By examining how tables are joined in SQL queries, we can infer relationships and automatically populate the foreign keys and primary keys in your data model.
Examples
Example 1 - SaaS App
While existing data modeling tools typically rely solely on DDLs to create ER diagram, we automatically map out PK & FK keys from SQL JOINs.
Code
WITH tag_engagements AS (
SELECT
t.tag_name,
pt.photo_id,
COUNT(l.user_id) AS likes,
COUNT(c.id) AS comments
FROM tags t
JOIN photo_tags pt ON t.id = pt.tag_id
LEFT JOIN likes l ON pt.photo_id = l.photo_id
LEFT JOIN comments c ON pt.photo_id = c.photo_id
GROUP BY t.tag_name, pt.photo_id
)
SELECT
tag_name,
AVG(likes + comments) AS avg_engagement,
COUNT(*) AS hashtag_usage
FROM tag_engagements
GROUP BY tag_name
ORDER BY avg_engagement DESC;
Example 2 - Financial
It works with any non-id fields (e.g., ON t.currency = e.currency AND t.transaction_date = e.date;), as long as the query contains JOIN statements.
Code
CREATE TABLE normalized_transactions AS
SELECT
t.*,
CASE
WHEN t.currency = 'USD' THEN t.amount
ELSE t.amount * e.exchange_rate
END AS amount_usd
FROM clean_transactions t
LEFT JOIN exchange_rates e
ON t.currency = e.currency AND t.transaction_date = e.date;
CREATE TABLE monthly_financial_statements AS
SELECT
DATE_TRUNC('month', posting_date) AS month,
a.account_type,
SUM(CASE WHEN a.account_type IN ('Asset', 'Expense') THEN daily_net_change ELSE -daily_net_change END) AS net_change,
SUM(CASE WHEN a.account_type IN ('Asset', 'Expense') THEN running_balance ELSE -running_balance END) AS end_balance
FROM daily_account_balances b
JOIN accounts a ON b.account_id = a.account_id
GROUP BY DATE_TRUNC('month', posting_date), a.account_type;
Example 3 - SaaS App v2
Code
-- Total posts by users
SELECT SUM(user_posts.total_posts_per_user)
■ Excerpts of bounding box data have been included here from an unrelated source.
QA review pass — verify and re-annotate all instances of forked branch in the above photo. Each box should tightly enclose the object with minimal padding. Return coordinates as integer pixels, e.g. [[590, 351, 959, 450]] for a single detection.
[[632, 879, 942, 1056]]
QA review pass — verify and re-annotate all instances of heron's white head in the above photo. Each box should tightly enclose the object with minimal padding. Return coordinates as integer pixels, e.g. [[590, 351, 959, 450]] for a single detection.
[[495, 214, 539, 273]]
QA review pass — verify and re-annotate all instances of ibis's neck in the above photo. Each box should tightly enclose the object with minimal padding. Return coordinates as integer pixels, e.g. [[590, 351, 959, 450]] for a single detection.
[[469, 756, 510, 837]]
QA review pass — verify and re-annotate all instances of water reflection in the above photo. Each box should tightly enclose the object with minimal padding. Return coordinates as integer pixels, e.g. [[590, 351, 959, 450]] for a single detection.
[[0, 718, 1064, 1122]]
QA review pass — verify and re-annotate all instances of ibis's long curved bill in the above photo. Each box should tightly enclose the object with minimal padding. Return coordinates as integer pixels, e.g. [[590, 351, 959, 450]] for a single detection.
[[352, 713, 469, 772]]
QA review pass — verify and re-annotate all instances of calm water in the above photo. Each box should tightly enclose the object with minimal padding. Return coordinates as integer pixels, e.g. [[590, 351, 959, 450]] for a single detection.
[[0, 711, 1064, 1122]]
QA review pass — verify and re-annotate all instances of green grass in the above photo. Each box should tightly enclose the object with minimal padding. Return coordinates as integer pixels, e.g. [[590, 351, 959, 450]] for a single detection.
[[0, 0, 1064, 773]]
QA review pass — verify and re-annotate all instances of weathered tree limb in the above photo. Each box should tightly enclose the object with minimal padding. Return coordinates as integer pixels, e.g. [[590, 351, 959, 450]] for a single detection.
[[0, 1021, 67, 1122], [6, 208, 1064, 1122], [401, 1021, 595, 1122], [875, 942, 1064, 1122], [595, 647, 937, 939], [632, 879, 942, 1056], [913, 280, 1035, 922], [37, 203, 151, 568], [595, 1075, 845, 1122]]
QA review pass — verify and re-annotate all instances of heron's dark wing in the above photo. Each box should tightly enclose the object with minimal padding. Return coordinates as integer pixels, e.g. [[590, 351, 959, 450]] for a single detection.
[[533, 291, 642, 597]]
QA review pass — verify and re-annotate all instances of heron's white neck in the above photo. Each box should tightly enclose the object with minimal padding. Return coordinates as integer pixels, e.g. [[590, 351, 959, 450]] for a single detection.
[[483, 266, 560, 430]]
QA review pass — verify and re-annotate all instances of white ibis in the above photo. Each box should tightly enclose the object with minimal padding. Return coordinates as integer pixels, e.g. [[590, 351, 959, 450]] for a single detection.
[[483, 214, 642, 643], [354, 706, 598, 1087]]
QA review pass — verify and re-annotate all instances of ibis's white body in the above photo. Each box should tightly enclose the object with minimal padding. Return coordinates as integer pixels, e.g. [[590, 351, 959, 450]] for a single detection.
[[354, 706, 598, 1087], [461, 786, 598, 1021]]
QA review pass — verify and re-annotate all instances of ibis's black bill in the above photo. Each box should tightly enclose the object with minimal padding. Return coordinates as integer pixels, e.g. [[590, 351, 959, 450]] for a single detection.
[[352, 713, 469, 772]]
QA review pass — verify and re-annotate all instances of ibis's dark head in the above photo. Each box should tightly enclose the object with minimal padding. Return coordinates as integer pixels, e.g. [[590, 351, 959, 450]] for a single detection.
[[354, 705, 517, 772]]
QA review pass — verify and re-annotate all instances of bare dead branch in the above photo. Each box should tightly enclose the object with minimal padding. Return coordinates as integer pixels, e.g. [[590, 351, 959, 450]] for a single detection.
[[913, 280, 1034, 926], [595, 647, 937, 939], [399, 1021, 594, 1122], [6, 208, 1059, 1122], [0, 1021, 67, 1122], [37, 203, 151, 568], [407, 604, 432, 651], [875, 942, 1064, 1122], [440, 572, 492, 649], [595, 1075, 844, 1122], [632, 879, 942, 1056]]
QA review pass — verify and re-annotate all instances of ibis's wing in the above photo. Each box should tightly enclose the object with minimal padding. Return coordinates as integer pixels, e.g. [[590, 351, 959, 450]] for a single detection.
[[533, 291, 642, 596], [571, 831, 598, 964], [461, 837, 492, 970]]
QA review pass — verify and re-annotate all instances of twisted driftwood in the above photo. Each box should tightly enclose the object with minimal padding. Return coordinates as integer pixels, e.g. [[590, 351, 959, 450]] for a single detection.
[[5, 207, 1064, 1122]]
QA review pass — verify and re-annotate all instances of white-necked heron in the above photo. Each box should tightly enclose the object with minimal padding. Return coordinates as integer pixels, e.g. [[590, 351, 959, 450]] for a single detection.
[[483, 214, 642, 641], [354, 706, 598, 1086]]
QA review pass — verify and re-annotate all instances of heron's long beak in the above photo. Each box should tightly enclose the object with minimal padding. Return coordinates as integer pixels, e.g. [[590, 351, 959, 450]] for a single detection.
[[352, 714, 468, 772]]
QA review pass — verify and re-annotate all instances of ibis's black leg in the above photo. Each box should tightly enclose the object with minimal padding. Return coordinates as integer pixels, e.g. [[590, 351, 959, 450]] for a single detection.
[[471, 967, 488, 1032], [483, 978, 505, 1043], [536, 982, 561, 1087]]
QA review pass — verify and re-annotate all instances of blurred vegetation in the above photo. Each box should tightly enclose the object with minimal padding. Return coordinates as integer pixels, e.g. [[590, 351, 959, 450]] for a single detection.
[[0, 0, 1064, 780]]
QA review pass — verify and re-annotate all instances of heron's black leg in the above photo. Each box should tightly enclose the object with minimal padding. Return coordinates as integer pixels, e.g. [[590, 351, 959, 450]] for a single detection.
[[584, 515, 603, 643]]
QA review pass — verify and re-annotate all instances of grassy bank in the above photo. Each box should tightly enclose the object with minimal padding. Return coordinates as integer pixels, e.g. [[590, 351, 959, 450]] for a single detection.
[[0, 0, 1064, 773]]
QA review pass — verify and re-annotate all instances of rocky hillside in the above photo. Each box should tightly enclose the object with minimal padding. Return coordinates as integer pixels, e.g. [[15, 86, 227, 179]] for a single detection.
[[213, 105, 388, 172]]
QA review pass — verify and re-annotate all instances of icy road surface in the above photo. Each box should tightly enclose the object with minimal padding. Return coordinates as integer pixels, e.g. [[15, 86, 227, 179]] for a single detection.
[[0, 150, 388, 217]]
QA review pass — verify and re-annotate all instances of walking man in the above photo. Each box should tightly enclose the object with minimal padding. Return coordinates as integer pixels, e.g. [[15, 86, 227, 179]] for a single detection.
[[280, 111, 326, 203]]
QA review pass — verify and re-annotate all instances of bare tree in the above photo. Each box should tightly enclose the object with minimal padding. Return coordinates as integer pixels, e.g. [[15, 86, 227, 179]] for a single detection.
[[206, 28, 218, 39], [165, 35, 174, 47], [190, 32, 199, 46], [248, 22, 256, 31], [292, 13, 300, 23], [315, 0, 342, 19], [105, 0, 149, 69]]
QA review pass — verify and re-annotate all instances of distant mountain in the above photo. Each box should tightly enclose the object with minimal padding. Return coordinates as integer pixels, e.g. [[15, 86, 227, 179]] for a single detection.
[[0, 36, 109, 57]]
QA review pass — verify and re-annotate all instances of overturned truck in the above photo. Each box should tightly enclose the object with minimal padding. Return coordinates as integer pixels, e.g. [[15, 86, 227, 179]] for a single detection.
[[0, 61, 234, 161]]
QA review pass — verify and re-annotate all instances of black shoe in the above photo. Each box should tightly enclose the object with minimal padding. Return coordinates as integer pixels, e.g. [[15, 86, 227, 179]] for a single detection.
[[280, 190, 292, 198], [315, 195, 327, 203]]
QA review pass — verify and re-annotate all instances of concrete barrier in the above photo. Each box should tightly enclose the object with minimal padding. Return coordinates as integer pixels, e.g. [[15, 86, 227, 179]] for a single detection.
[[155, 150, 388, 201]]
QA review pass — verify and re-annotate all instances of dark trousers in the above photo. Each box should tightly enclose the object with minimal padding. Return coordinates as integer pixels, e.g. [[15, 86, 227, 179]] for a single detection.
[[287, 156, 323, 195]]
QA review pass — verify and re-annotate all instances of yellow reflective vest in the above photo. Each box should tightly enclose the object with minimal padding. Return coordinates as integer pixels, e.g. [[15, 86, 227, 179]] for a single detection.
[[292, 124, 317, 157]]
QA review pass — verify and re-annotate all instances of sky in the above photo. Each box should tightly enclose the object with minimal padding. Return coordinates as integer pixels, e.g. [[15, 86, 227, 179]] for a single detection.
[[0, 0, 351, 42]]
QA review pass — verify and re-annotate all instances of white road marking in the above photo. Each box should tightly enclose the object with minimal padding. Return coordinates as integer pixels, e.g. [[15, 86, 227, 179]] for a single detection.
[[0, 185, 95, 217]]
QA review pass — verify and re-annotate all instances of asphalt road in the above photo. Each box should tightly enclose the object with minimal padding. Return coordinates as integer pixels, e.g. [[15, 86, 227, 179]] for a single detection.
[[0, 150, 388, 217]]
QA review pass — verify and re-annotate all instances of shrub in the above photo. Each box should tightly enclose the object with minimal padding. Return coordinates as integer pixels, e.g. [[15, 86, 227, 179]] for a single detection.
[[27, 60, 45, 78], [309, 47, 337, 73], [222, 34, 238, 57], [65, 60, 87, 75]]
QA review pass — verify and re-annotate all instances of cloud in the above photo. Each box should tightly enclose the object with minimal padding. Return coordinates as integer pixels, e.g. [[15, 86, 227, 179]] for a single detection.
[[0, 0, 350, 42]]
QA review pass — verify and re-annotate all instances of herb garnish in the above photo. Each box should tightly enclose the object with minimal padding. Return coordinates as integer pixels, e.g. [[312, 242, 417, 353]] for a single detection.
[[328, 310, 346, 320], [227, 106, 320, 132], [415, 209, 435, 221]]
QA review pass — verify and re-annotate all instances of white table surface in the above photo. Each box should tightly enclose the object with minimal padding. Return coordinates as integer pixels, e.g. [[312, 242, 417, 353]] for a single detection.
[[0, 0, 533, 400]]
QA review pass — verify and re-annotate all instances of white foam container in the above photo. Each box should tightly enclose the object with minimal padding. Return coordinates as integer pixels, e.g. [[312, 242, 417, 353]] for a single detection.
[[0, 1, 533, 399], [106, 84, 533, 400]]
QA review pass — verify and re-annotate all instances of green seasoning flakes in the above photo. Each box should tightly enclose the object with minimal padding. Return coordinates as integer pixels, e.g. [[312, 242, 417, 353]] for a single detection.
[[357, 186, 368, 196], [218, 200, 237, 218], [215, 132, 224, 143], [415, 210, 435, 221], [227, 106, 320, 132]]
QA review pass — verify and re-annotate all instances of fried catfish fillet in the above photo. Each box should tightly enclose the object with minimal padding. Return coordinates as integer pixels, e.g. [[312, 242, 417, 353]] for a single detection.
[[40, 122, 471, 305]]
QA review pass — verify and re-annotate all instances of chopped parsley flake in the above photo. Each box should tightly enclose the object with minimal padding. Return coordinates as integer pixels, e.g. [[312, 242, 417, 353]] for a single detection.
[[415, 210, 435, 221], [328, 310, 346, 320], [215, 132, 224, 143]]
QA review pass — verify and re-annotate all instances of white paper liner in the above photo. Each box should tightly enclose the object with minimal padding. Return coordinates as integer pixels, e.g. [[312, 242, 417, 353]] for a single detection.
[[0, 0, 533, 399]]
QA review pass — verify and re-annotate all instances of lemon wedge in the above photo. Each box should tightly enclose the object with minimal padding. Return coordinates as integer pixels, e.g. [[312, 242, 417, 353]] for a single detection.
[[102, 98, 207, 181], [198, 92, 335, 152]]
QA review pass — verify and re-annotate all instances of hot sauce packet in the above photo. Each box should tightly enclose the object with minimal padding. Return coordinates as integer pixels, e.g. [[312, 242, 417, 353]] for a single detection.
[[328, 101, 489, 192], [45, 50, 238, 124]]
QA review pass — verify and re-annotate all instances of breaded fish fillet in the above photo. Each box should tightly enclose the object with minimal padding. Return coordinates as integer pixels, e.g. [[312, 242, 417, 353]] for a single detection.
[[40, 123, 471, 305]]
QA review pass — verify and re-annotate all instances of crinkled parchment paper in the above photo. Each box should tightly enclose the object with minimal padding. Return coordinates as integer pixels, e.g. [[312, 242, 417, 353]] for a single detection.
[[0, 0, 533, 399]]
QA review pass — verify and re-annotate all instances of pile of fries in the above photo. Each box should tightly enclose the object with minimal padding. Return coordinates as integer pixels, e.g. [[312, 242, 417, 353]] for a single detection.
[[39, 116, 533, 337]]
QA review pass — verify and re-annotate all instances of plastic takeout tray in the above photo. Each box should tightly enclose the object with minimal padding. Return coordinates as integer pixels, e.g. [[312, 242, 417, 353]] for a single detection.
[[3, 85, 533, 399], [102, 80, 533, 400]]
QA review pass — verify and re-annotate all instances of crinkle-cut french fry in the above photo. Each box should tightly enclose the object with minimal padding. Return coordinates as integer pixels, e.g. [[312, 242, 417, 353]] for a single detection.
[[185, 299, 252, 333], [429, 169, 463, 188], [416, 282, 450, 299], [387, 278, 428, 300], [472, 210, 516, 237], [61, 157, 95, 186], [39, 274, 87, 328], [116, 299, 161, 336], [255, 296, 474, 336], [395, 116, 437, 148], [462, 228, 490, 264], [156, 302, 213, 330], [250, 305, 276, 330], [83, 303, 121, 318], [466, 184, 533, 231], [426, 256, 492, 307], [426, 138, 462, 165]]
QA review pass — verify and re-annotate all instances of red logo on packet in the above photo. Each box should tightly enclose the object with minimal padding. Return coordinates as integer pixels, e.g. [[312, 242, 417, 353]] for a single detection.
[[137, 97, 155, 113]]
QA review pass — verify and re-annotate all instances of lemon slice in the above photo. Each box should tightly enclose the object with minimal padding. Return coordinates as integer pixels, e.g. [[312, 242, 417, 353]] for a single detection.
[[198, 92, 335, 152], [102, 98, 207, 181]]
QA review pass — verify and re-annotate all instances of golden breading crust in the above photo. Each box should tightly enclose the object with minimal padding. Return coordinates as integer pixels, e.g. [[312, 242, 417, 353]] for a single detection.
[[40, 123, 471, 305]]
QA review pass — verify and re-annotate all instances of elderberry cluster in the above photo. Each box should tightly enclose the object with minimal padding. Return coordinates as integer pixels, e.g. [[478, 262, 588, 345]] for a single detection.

FROM (SELECT users.username,COUNT(photos.image_url) AS total_posts_per_user
FROM users
JOIN photos ON users.id = photos.user_id
GROUP BY users.id) AS user_posts;
-- User ranking by postings
SELECT users.username, COUNT(photos.image_url)
FROM users
JOIN photos ON users.id = photos.user_id
GROUP BY users.id
ORDER BY 2 DESC;
-- User segments based on their followings and the tags
WITH user_segments AS (
SELECT
u.id AS user_id,
COUNT(DISTINCT f.followee_id) AS following_count,
COUNT(DISTINCT pt.tag_id) AS tag_count
FROM
users u
LEFT JOIN follows f ON u.id = f.follower_id
LEFT JOIN photos p ON u.id = p.user_id
LEFT JOIN photo_tags pt ON p.id = pt.photo_id
GROUP BY u.id
)
SELECT
user_id,
CASE
WHEN following_count >= 1000 AND tag_count >= 100 THEN 'Influencers'
WHEN following_count >= 500 AND tag_count >= 50 THEN 'Active Users'
WHEN following_count >= 100 AND tag_count >= 30 THEN 'Engaged Users'
ELSE 'Casual Users'
END AS user_segment
FROM
user_segments;
-- Which hashtags are most effective in driving engagements?
WITH tag_engagements AS (
SELECT
t.tag_name,
pt.photo_id,
COUNT(l.user_id) AS likes,
COUNT(c.id) AS comments
FROM tags t
JOIN photo_tags pt ON t.id = pt.tag_id
LEFT JOIN likes l ON pt.photo_id = l.photo_id
LEFT JOIN comments c ON pt.photo_id = c.photo_id
GROUP BY t.tag_name, pt.photo_id
)
SELECT
tag_name,
AVG(likes + comments) AS avg_engagement,
COUNT(*) AS hashtag_usage
FROM tag_engagements
GROUP BY tag_name
ORDER BY avg_engagement DESC;